Meta is Pulling the Plug on Native Checkout
TL;DR
Meta is ending in-app checkout on Facebook and Instagram by August 2025, meaning all purchases will now happen on your own website.
Big shifts are coming to how people shop on Facebook and Instagram — and if you’ve been running your business through Meta Shops, this one’s for you.
Starting June 2025, Meta will officially end native checkout, meaning customers will no longer be able to complete purchases directly inside Facebook or Instagram. Instead, they’ll click through to your website to finish checkout.
Translation? You’re about to get your customers back.
But it also means you’ll need to make sure your e-commerce setup is ready to handle the extra traffic, orders, and tracking that used to live inside Meta.
“By August 2025, all Facebook and Instagram Shops will finish migrating to external checkout. Your products will still show up in Shops — but the moment someone taps “Buy,” they’ll be redirected to your website to complete the purchase.”

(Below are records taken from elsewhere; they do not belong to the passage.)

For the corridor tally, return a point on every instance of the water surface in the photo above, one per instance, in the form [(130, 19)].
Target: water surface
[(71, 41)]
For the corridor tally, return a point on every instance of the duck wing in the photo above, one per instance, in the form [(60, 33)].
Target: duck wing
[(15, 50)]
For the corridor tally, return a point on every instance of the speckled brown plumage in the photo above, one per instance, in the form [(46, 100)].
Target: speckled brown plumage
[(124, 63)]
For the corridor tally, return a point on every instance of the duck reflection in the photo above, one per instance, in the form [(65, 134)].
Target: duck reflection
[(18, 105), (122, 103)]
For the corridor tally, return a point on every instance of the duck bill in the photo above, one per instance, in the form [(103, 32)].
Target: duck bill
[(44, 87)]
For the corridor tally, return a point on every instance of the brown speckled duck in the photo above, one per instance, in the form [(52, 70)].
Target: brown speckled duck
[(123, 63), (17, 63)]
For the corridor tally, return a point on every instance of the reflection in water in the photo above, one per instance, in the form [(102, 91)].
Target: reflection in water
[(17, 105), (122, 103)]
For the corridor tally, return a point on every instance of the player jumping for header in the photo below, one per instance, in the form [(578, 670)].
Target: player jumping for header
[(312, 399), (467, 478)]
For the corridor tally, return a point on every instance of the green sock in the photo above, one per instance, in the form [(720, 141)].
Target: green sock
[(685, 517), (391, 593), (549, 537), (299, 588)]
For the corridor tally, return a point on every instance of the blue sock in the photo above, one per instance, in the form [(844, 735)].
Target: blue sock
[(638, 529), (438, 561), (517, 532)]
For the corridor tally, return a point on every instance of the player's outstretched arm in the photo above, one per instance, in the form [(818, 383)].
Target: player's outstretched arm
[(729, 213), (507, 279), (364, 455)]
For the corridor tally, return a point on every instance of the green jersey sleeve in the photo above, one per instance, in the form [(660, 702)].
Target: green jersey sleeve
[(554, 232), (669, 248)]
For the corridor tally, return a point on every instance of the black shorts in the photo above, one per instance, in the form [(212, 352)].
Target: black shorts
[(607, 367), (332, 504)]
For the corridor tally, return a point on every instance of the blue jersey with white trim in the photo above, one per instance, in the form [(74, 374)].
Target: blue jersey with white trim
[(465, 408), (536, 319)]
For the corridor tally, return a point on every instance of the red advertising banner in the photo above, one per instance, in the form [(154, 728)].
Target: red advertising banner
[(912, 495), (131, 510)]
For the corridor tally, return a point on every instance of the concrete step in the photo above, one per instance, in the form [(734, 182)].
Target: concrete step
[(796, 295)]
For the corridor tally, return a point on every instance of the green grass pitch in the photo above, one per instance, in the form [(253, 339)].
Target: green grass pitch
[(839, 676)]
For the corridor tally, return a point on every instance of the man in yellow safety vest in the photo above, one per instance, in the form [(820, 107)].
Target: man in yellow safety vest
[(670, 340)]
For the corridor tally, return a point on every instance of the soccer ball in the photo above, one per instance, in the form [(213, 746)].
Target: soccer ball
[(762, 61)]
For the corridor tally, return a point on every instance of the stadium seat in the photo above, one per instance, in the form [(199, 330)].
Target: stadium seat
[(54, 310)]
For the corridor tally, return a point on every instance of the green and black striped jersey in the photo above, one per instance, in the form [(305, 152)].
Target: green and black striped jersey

What’s Changing (and When)
By August 2025, all Facebook and Instagram Shops will finish migrating to external checkout. Your products will still show up in Shops — but the moment someone taps “Buy,” they’ll be redirected to your website to complete the purchase.
It’s a full reversal of Meta’s 2023 rule that forced businesses to use in-app checkout. Two years later, Meta’s decided they’re not in the ecommerce game after all — they’re back to being the discovery engine, not the store.
Why Meta’s Making the Change
Meta hasn’t dropped a detailed explainer, but the writing’s on the wall:
Ecommerce is messy. Running checkout means handling payments, taxes, refunds, returns, and customer support. That’s a lot of overhead for a company built to sell ads, not manage shipping labels.
Regulators are watching. Pulling back from transactions helps Meta look less like a marketplace monopoly and more like an ad platform.
The math wasn’t mathing. Even with billions of users, in-app checkout likely wasn’t as profitable as simply selling ad space that drives traffic to your site.
In short: it’s cleaner, cheaper, and safer for Meta to focus on what they do best — advertising — and let business owners like you own the sale.
What It Means for You
If you’ve been relying on native checkout, you’ll see major shifts in how you manage orders, payments, and ads.
No more Meta payouts. You’ll handle payments directly through your ecommerce platform.
No order management in Commerce Manager. Fulfillment, refunds, and returns all happen in your own system.
Customer communication moves. Order-related messages will need to happen through your website or DMs (Messenger/Instagram Direct).
In other words, your website just became mission-critical.
Your Prep Checklist
Here’s what to do now to stay ahead of the curve:
Optimize your website checkout.
Add guest checkout, trust badges, and express pay options.
Update your shipping + returns.
All logistics now run through you — make your policies clear and visible.
Tighten your ad strategy.
Since users will need an extra click to purchase, your creative needs to build more trust and urgency upfront.
The Bigger Picture: What This Says About Social Commerce
Meta’s pivot is a reminder that social platforms can change their minds fast.
This is your cue to stop building your business on social media and start using social for your business.
Own your customer data. Own your checkout. Own your future.
Because when the next platform update happens (and it will), you’ll already be ready to pivot confidently.